M. Varlet[70], rue saint Antoine, prés les Jésuites.
[70] Peut-être faut-il lire Vallet et non Varlet. Ce seroit le graveur au burin Vallet, qui fut de l’Académie de peinture.
M. de Lonpré, carrefour saint Benoist[71].
[71] C’est le même que nous retrouverons plus loin parmi les académistes. Il étoit grand amateur des médailles de l’empire, dont il possédoit toute la série moins une. Il paroît hors de doute que c’est lui qui figure dans les Caractères sous le nom de Diognête, « l’homme aux médailles. » V. La Comédie de La Bruyère, 2e édit., t. I, p. XXXIV-XXXVI.

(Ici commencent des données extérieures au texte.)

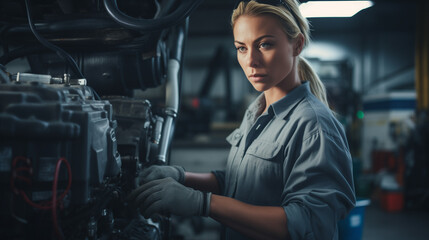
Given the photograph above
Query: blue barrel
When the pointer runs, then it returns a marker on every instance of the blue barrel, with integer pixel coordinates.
(351, 228)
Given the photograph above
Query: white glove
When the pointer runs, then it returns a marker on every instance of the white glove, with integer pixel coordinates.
(155, 172)
(168, 196)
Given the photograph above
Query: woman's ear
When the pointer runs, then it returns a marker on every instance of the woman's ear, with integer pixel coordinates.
(298, 45)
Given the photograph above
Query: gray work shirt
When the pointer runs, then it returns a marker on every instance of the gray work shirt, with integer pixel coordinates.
(295, 155)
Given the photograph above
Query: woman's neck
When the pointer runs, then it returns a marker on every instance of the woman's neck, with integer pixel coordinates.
(274, 94)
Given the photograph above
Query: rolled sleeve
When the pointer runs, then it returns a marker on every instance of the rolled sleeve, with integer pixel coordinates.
(318, 187)
(220, 178)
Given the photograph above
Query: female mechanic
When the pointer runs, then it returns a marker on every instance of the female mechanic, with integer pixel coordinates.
(289, 171)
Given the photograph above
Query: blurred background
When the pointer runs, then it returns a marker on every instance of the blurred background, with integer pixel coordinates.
(375, 67)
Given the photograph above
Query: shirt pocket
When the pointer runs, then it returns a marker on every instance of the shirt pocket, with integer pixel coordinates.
(234, 139)
(265, 150)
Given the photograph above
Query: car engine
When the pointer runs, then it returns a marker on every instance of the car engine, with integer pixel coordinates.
(73, 135)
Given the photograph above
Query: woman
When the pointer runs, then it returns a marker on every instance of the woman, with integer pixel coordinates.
(289, 173)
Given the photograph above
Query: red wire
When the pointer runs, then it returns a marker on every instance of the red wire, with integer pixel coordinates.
(48, 205)
(54, 195)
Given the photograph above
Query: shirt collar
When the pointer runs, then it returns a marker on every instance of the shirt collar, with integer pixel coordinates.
(282, 107)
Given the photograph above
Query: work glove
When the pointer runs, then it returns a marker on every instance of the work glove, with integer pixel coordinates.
(157, 172)
(166, 195)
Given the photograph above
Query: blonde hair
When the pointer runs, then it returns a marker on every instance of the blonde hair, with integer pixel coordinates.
(293, 24)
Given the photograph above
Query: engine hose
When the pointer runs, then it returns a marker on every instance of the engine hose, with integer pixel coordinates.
(184, 10)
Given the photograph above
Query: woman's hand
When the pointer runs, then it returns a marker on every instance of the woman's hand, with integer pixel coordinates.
(166, 195)
(155, 172)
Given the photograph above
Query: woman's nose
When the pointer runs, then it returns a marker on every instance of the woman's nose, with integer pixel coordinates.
(253, 58)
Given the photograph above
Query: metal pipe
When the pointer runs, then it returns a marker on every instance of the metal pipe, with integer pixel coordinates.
(171, 106)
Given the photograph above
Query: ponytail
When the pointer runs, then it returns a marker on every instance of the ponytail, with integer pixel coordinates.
(306, 73)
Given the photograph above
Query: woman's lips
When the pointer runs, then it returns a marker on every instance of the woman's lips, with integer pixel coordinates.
(257, 77)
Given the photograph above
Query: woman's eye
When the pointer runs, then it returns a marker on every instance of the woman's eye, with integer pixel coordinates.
(265, 45)
(241, 49)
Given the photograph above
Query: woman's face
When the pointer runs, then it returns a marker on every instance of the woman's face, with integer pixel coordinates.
(265, 53)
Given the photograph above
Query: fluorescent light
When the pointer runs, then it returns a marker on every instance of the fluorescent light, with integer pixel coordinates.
(333, 8)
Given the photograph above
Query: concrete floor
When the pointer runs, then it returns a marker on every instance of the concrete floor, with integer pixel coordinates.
(407, 224)
(378, 225)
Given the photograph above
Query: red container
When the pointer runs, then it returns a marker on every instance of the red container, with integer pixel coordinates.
(392, 201)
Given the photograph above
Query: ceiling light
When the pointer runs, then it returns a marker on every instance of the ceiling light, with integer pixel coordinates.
(314, 9)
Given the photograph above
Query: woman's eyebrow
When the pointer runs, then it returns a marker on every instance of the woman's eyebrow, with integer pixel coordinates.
(258, 39)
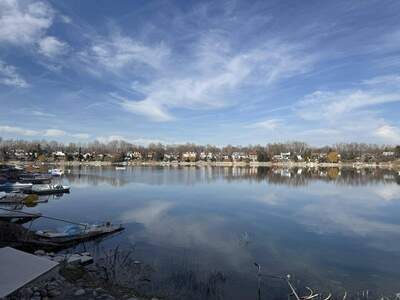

Mrs de la Guerre et Chaperon[72], Cour du Palais.
[72] Nous les avons déjà rencontrés tous deux, p. 208, 214, parmi les musiciens, l’un, comme maître de clavecin, l’autre, comme compositeur. Peut-être collectionnoient-ils des instruments de musique, comme faisoit Dovin, dont a parlé M. Bonnaffé dans son charmant petit livre Les Collectionneurs de l’ancienne France, p. 60, et qui devroit figurer ici.
M. Tirard[73], rue du Bout du Monde.
[73] Il faut, croyons-nous, lire Tissard. Ce seroit alors l’amateur dont Rigaud fit le portrait en 1688.